Producing a set of songs used to require the skills of real people, like drummers, bassists, guitarists and vocalists. Today, thanks to ever-evolving technological advancements, all that’s needed is a laptop and some software. With just a few clicks on the mouse, the sound of a full band is achieved.
It’s a music revolution that’s rapidly giving rise to solo artists like Owl City, Baths and Secondhand Serenade. Ali Sarijlou, a Utah son and one-man musical machine, is also trying to make his mark within the field.
Sarijlou is the heart and brain behind Heart Pharmacy. The name was partially inspired by his sister, who put herself through pharmacy school. The heart half of the moniker symbolizes the creative power behind his ambient, indie acoustic melodies. “Every song I write comes directly from the heart. I consider myself to be a bit on the abstract side of art,” Sarijlou says.
To achieve that in a live setting, Sarijlou uses various pedals to loop and layer guitar tracks, and he recently incorporated a Native Instruments Maschine—drum technology that allows him to assign sounds to pads to create a full, live production. “The Maschine is usually a favorite among hip-hop artists, but as soon as it was in my hands, it gave me a completely new vision,” Sarijlou says.
Although Sarijlou recently moved to California, he grew up in Utah, which is where his musical roots took hold.

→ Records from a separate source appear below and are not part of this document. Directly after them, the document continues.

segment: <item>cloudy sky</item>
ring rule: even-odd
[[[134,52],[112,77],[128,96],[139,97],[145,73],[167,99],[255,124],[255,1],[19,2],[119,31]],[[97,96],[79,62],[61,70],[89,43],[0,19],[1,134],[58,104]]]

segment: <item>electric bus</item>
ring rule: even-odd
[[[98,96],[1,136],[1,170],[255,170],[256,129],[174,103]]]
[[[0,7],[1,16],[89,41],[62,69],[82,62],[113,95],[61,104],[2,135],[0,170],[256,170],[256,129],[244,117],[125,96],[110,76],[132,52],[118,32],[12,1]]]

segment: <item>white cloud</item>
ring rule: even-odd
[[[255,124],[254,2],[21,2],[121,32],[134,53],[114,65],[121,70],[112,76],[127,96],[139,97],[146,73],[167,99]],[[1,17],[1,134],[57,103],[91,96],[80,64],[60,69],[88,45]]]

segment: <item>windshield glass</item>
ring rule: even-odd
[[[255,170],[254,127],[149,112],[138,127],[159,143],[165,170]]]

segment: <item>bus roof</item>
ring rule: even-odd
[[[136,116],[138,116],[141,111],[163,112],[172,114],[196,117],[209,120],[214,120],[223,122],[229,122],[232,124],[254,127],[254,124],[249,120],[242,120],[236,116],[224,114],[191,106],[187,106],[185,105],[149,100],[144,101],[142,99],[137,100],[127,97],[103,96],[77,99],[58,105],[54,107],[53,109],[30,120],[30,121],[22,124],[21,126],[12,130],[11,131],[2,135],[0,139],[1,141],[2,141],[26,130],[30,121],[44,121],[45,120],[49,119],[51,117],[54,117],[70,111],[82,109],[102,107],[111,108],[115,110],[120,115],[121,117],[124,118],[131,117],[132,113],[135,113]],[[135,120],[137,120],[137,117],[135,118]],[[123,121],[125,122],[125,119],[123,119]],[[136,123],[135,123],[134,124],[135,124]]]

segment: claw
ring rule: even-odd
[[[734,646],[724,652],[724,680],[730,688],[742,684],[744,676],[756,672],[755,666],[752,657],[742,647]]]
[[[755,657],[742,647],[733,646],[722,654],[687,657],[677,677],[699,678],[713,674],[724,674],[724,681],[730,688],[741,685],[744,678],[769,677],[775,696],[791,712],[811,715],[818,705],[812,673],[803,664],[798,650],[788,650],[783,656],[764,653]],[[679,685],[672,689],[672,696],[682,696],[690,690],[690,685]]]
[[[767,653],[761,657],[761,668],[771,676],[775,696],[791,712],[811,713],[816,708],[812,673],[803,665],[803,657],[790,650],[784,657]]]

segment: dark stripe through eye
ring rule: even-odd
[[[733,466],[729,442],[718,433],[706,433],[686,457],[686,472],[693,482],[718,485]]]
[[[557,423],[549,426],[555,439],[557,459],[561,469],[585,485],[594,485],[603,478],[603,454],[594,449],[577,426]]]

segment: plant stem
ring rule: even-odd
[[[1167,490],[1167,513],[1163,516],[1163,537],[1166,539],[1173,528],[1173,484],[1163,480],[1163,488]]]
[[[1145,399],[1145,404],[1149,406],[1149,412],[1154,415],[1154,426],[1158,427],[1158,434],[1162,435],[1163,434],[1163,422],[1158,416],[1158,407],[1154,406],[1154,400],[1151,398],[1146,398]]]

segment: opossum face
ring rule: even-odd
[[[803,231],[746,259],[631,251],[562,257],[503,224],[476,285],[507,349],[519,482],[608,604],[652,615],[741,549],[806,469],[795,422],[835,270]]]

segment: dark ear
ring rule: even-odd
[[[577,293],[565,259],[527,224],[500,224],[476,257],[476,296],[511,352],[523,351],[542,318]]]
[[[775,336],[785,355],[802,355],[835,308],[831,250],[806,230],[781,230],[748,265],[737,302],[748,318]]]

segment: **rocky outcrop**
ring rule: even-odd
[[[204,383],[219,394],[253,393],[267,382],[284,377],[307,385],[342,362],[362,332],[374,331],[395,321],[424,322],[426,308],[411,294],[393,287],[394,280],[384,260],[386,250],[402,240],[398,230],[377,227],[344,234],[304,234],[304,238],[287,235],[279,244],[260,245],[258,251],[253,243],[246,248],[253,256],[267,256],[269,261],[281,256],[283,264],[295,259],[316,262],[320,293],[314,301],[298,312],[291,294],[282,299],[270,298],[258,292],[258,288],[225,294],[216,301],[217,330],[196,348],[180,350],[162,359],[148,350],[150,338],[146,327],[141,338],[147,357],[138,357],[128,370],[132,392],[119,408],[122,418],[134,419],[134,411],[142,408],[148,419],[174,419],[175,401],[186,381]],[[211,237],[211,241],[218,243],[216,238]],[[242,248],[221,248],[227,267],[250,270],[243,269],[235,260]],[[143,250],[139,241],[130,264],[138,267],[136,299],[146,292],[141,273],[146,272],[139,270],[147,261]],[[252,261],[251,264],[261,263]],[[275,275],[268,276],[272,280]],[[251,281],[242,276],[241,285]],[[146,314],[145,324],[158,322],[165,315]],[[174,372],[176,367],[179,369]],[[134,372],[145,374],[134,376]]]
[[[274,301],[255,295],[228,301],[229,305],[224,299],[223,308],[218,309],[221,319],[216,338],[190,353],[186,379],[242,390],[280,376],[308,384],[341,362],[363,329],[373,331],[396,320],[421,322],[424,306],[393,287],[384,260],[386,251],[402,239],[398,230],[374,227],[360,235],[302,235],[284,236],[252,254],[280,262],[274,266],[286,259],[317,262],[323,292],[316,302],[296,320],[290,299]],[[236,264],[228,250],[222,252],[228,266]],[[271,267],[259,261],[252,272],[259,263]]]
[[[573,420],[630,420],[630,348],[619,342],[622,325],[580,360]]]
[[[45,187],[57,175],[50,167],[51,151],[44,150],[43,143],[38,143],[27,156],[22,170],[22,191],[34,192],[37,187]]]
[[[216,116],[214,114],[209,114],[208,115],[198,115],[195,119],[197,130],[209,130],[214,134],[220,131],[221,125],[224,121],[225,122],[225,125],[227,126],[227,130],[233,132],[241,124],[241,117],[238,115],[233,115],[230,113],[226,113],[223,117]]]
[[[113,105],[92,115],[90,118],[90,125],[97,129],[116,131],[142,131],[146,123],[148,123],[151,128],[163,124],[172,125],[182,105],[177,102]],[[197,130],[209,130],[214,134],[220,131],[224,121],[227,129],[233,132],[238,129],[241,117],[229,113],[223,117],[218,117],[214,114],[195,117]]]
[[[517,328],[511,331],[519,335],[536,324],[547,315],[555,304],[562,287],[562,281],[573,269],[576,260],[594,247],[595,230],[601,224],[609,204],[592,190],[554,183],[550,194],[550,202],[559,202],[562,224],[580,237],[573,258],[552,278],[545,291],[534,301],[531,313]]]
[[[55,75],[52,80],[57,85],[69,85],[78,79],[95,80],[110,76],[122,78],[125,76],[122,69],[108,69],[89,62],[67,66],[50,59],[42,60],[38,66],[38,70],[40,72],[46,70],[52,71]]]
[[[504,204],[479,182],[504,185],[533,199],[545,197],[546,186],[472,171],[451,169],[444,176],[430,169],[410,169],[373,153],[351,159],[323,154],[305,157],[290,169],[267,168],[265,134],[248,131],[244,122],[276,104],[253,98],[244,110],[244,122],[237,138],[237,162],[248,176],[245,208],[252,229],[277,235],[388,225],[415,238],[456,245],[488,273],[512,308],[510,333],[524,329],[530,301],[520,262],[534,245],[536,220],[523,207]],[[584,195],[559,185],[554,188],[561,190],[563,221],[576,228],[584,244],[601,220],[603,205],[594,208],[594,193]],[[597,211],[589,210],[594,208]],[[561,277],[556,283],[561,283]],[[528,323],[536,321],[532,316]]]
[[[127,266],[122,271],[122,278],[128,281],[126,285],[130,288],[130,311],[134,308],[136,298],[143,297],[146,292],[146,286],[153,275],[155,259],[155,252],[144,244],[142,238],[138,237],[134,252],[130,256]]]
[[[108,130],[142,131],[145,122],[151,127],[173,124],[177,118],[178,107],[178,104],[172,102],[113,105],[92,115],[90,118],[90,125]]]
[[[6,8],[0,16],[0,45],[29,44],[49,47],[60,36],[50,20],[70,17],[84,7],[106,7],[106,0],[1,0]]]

He found his calling in middle school when he diverged from the Top 40 pop of that day. Albums like Jimmy Eat World’s Static Prevails, Elliott Smith’s Either/Or and pop-punk staple Blink-182’s Dude Ranch were the most influential.
“I liked the sound of live instruments, which sounded so new and original, much more than virtual instruments or samples. The lyrics had more meaning, heart and soul,” Sarijlou says.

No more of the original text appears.